Right, so it seems you did know the solution to your time management problem after all. If some service is costing you more in time and attention than the value you’re getting from it, then stop using it. It’s not rocket science.
But I think the subtext here is something different - “the internet has failed, we should stop using it” - and that’s rubbish.
The revolution of a common data network has not even properly begun. Common protocols are only just being invented, let alone used. Almost no appliances or other objects have any connectivity. The vast majority of discussion is by instant message or primitive forums. There are no good newsfinder services, although recent inroads show promise. There are no common clearinghouses for news, no common geographic systems, no easy way to interface with the ones that exist. Video and even audio streaming remains an expensive niche. Collaboration software is in its infancy, but early versions show promise (wikipedia). There is no common tagging or ISBN-style library system for internet works. There is no easy way to use a remote filesystem from a desktop computer, or act as a server. There are very few standard data formats. There is no easy way to find ad hoc statistics, or transform the data even if you can find it. There are no good automatic translation systems. I could go on, and on, and on.
And you say the revolution is over?! I’m not even going to say it’s the end of the beginning! It’s still the beginning of the beginning! It’s the foreword!
The main thing I detect in this essay is disillusionment and/or sour grapes, which seems a little strange coming from someone whose line of work is supposed to be internet-related consulting. There are plenty of people working to make the internet better - if you want to overthrow the corporations, why not help them instead of declaring a fait accompli defeat?
Anyone can whine uselessly about the state of things, maybe because it’s hardly any work and there’s no risk besides your reputation - and you’ll always find some fellow downtrodden battlers to chime in with sympathy. But it’s the wrong path to take in the long run.

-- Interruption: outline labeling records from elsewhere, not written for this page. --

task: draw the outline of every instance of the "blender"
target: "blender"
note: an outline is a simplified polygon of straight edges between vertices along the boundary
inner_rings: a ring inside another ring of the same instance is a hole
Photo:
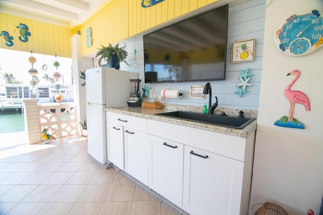
[[[139,85],[140,79],[130,79],[130,98],[127,103],[129,107],[141,107],[142,99],[140,97]]]

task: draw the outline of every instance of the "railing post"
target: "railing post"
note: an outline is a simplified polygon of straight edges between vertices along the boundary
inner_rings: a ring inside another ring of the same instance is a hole
[[[34,144],[40,142],[42,138],[39,132],[39,120],[38,110],[37,106],[38,99],[24,99],[23,100],[24,110],[25,128],[28,137],[28,143]]]

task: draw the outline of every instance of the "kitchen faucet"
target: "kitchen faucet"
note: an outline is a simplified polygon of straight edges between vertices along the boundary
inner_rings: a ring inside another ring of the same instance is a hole
[[[208,96],[208,114],[213,114],[214,109],[218,107],[218,98],[216,96],[217,101],[212,106],[211,106],[211,101],[212,100],[212,88],[211,84],[209,82],[207,82],[203,89],[203,94],[209,94]]]

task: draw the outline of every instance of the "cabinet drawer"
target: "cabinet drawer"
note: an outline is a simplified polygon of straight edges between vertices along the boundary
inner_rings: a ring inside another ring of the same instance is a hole
[[[148,120],[148,133],[244,161],[246,138],[159,121]]]
[[[106,121],[147,133],[147,119],[106,112]]]

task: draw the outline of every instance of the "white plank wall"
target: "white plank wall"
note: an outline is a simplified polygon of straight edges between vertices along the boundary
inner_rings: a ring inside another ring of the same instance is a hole
[[[217,96],[219,107],[258,109],[262,66],[265,7],[265,0],[254,0],[229,8],[226,80],[210,82],[212,87],[212,102],[215,101],[214,97]],[[156,97],[164,89],[181,90],[183,92],[182,99],[165,99],[165,103],[202,106],[205,102],[207,102],[208,97],[206,99],[190,99],[189,95],[191,86],[204,85],[206,82],[144,83],[142,40],[143,34],[144,33],[119,42],[120,46],[123,46],[124,42],[127,44],[126,48],[128,52],[127,61],[131,65],[129,66],[122,63],[121,69],[139,73],[139,79],[142,80],[141,88],[146,86],[155,89],[153,93],[154,97]],[[254,61],[232,64],[232,42],[253,38],[256,39]],[[134,67],[135,45],[137,50],[136,69]],[[249,93],[243,93],[242,97],[239,97],[239,94],[233,92],[236,90],[236,85],[241,83],[239,79],[241,75],[239,70],[245,70],[247,68],[250,68],[249,73],[253,74],[249,82],[252,86],[247,86],[246,90]]]

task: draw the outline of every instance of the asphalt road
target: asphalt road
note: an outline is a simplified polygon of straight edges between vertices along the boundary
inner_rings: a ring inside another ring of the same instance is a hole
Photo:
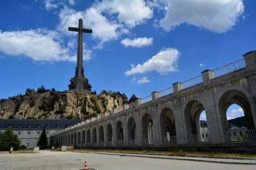
[[[0,169],[79,169],[84,161],[89,167],[101,169],[256,169],[255,165],[240,165],[96,153],[49,152],[1,154]]]

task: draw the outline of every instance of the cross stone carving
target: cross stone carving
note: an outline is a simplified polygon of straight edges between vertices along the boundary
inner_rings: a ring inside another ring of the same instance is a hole
[[[92,33],[92,30],[83,28],[83,19],[79,19],[78,28],[68,27],[68,31],[78,32],[77,43],[77,60],[75,75],[70,80],[69,90],[75,91],[91,91],[91,86],[85,77],[83,67],[83,33]]]

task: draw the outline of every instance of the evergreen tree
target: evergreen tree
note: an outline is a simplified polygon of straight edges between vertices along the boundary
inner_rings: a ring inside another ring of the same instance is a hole
[[[39,137],[38,145],[40,147],[47,146],[47,136],[46,135],[45,129],[44,128],[43,129],[40,137]]]
[[[17,150],[20,143],[18,135],[14,134],[13,129],[8,128],[4,133],[0,133],[1,151],[9,151],[11,147],[14,147],[14,150]]]

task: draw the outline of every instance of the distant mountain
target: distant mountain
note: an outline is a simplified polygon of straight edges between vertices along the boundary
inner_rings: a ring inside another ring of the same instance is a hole
[[[237,127],[246,126],[246,119],[245,116],[238,117],[228,121],[228,123],[231,123]]]

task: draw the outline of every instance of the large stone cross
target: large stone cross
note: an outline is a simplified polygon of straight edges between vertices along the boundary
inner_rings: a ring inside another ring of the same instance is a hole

I don’t see any grand experiments the author has tried and failed. What have Information Architects done to help progress the state of information online? This site? All I see is a lightly modified WordPress install. A company selling its expertise of “information architecture”’s idea of the perfect information architecture is, uh, WordPress. Right.
Not trying to criticise personally here but if you want to declare defeat you need to at least be in the fight, and I don’t see any evidence of that. If you’ve got some war stories, tell them. If you’ve got some theories on how to build better data structures - I’m all ears. But this defeatist junk? Keep it to yourself please, lest you lose the few remaining visitors you still have from when you wrote interesting articles worth considering.
Oh, and one more thing. On your front page right now? EIGHT articles about your web trend map, your superficially interesting map of all those corporate properties you’re railing against here, but which you have made way too big a deal about, one effort-free superficial “remix” of (corporate) apple’s iPhone, and this article. Is that your recipe for global success?
My blog sucks but it’s got a lot more about Information Architecture on its front page right now than Information Architects Japan.
UPDATE:
The cowards can’t even bring themselves to unmoderate my comment. This from an “internet company”. They delete outright my first (highly critical, copied above) comment - and then moderated my comment complaining about that?
What kind of 12 year old is running this company?
Let me quote some article I read recently:
4. The Internet is the taser against the shit bags that try to manipulate, embellish, and block information that is inconvenient to them.
Who’s the taser, and who’s the shit bag blocking inconvenient information, now?